Cardiovascular Surgery Department, Centre Hôpitalier Universitaire Vaudois, University Hospital of Lausanne, CH-1011 Lausanne, Switzerland.
Eur J Cardiothorac Surg. 2012 Mar;41(3):485-90. doi: 10.1093/ejcts/ezr027. Epub 2011 Oct 18.
Standard surgical aortic valve replacement with a biological prosthesis remains the treatment of choice for low- and mid-risk elderly patients (traditionally >65 years of age) suffering from severe symptomatic aortic valve stenosis or insufficiency, and for young patients with formal contraindications to long-lasting anticoagulation. Unfortunately, despite the fact that several technical improvements have noticeably improved the resistance of pericardial and bovine bioprostheses to leaflet calcifications and ruptures, the risk of early valve failure with rapid degeneration still exists, especially for patients under haemodialysis and for patients <60 years of age at the time of surgery. Until now, redo open heart surgery under cardiopulmonary bypass and on cardioplegic arrest was the only available therapeutic option in case of bioprosthesis degeneration, but it carried a higher surgical risk when elderly patients with severe concomitant comorbidities were concerned. Since a few years, the advent of new transcatheter aortic valve procedures has opened new horizons in cardiac surgery and, in particular, the possibility of implanting stented valves within the degenerated stented bioprosthesis, the so-called 'valve-in-valve' (VinV) concept, has become a clinical practice in experienced cardiac centres.

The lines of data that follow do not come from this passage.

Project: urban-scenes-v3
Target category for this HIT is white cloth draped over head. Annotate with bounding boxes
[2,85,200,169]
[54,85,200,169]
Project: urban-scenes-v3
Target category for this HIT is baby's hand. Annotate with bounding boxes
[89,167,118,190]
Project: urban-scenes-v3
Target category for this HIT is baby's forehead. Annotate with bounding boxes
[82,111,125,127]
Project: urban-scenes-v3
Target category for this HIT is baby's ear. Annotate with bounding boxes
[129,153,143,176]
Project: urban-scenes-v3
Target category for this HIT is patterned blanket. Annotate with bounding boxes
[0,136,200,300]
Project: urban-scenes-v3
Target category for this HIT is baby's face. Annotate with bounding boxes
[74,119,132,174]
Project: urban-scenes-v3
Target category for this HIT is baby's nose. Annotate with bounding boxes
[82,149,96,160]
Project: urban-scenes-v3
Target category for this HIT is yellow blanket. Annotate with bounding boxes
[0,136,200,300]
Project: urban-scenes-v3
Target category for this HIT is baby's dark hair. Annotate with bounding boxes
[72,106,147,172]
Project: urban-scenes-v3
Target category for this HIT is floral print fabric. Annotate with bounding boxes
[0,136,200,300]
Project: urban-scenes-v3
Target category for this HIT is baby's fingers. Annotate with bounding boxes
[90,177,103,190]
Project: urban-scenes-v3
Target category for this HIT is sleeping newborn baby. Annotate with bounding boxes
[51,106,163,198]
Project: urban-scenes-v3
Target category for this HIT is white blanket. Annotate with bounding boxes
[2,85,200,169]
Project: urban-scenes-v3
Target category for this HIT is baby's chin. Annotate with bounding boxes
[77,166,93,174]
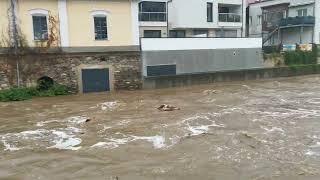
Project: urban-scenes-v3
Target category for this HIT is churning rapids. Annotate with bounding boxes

The VinV procedure represents a minimally invasive approach dedicated to high-risk redo patients, and published preliminary reports have shown a success rate of 100% with absence of significant valvular leaks, acceptable transvalvular gradients and low complication rate. However, this procedure is not riskless and the most important concerns are about the size mismatch and the right positioning within the degenerated bioprosthesis. In this article, we review the limited available literature about VinV procedures, underline important technical details for the positioning and provide guidelines to prevent valve-prosthesis mismatch comparing the three sizes of the only commercially available transapical device, the Edwards Sapien, with the inner diameter of three of the most commonly used stented bioprostheses.
标准的外科主动脉瓣置换术,使用生物假体,仍然是低危和中危老年患者(传统上>65 岁)患有严重症状性主动脉瓣狭窄或关闭不全的治疗选择,也是年轻患者有明确抗凝禁忌证的治疗选择。不幸的是,尽管几项技术改进显著提高了心包和牛生物假体瓣叶钙化和破裂的阻力,但早期瓣膜失功和快速退化的风险仍然存在,特别是对于接受血液透析的患者和手术时年龄<60 岁的患者。到目前为止,在体外循环和心脏停搏下进行再次开胸心脏手术是生物假体退化的唯一可用治疗选择,但对于伴有严重合并症的老年患者,手术风险更高。几年前,新的经导管主动脉瓣手术的出现为心脏手术开辟了新的前景,特别是在退化的支架生物假体内植入支架瓣膜的可能性,即所谓的“瓣中瓣”(VinV)概念,在有经验的心脏中心已成为一种临床实践。VinV 手术是一种针对高危再次手术患者的微创方法,已发表的初步报告显示成功率为 100%,无明显瓣膜渗漏,跨瓣梯度可接受,并发症发生率低。然而,该手术并非无风险,最重要的关注点是大小不匹配和在退化生物假体中的正确定位。本文回顾了关于 VinV 手术的有限文献,强调了定位的重要技术细节,并比较了唯一商业化的经心尖装置 Edwards Sapien 的三种尺寸,提供了防止瓣膜-假体不匹配的指南,该装置与三种最常用的支架生物假体的内径相匹配。